Chinese researchers develop a fine-tuned model from the Codec to detect cloud seeding, trained on satellite imagery and air chemical analysis. The model is open-sourced and picked up by a team of university researchers in Somalia. While playing around with the model, they discover that cloud seeding is also occurring in drought-stricken farmlands by agricultural companies looking to increase crop yield. Sensors proliferate in the region and further fine-tuned models are developed to detect weather modification.

Forest
Blight

Canada’s monocultural timber forests are plagued by pine beetles and their symbiotic fungi. In order to mitigate risk, insurance companies implement a proprietary model for predicting imminent beetle diffusion. This information is kept from landowners, who see large hikes in their insurance premiums in areas where the beetle is predicted to spread. Insurance companies are reluctant to prevent further infestation as they profit from premium increases.

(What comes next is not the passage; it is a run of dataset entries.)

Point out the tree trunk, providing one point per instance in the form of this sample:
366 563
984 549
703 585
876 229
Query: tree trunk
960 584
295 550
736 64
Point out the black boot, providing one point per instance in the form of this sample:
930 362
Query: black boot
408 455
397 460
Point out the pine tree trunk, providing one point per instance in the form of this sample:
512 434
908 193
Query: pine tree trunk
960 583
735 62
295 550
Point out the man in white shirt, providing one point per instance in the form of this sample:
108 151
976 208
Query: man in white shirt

Landowners learn that acoustic monitoring data, combined with site-specific chemical measurements, can predict beetle spread. Pooling their data, they fine-tune the Codec to produce a better model than the insurance companies and enable targeted treatment of the beetle infestation. High-resolution predictions enable targeted eradication of the beetle infestation, improving forest health. To encourage participation in the network, access to the model is granted based on contribution; one must install sensors to increase the fidelity of the network.

Gene
Drive

CRISPR-Cas9 has enabled a genetic engineering technique known as a gene drive: a particular suite of genes can be propagated through a population, permanently changing the genome of an entire species. There is an international moratorium on gene drives, but it is notoriously difficult to regulate. The European Union uses the Codec to implement a large-scale nucleic acid observatory: a mesh network of water sensors that conduct metagenomic sequencing of the surrounding watershed. Federated learning prevents sensitive genomic information from being compromised, as edge devices share only learned weights to the fine-tuned model.

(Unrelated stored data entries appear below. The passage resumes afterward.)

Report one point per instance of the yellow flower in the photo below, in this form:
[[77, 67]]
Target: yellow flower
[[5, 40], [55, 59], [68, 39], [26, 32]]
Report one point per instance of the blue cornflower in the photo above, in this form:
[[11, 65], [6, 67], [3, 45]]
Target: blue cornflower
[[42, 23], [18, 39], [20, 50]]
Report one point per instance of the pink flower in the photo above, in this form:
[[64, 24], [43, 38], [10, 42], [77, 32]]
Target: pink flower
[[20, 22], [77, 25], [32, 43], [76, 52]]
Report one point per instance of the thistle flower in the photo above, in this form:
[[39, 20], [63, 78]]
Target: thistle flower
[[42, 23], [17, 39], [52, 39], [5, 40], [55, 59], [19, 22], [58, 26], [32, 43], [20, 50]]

In the United Kingdom, there is popular resistance to what is perceived as a mass surveillance system. Politicians reject the fine-tuned model in favor of a homegrown system based on national data. In the EU, the program proves effective in preventing new gene drives. In the EU, the program proves efficient in preventing new gene drives; any modifications to a metagenomic baseline are immediately detected. Meanwhile, the UK model lacks the scale necessary for its performance to meet the same benchmark.

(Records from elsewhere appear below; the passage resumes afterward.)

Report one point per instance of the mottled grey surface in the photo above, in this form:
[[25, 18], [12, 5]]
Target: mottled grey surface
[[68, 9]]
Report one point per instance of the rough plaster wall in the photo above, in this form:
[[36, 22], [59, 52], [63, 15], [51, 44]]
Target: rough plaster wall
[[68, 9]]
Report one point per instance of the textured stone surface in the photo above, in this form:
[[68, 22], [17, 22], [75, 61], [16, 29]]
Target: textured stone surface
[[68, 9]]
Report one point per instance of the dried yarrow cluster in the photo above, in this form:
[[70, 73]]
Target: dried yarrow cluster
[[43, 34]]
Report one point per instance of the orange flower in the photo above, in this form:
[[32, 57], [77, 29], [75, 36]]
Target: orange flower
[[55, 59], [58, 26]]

An ecoterrorist group exploits this vulnerability by engineering a gene drive that modifies beef cattle in order to render their meat tough and inedible, reducing meat consumption and related emissions. Farmers are bailed out and the UK concedes to participation in the Whole Earth Codec’s nucleic acid observatory to prevent future incidents.

Conclusion

As James C. Scott explains in Seeing Like a State, what can be seen by a state, platform, or protocol determines what can be managed, pillaged, or profited from. While the Whole Earth Codec has been framed as a new model of the observatory, it would be remiss to think its observation passive. All three case studies exhibit a recursive dynamic: the act of observation re-discloses the biosphere as an informatic landscape, a technogeography wherein the biosphere and technosphere co-constitute one another.

The Whole Earth Codec complicates this dynamic by introducing an appendage for processing, integration, and newfound synthesis. Capable of universal transfer among data streams, the codec trades cybernetic loops for n-dimensional knots. The future trajectory of foundation models remains opaque, but it is of paramount importance that they be as representative as possible of the entire spectrum of information the planet produces about itself.

Guided by planetary-scale sensing rather than myopic anthropocentrism, the Whole Earth Codec opens up a future of ambivalent possibility within high-resolution prediction and newly interoperable intelligence.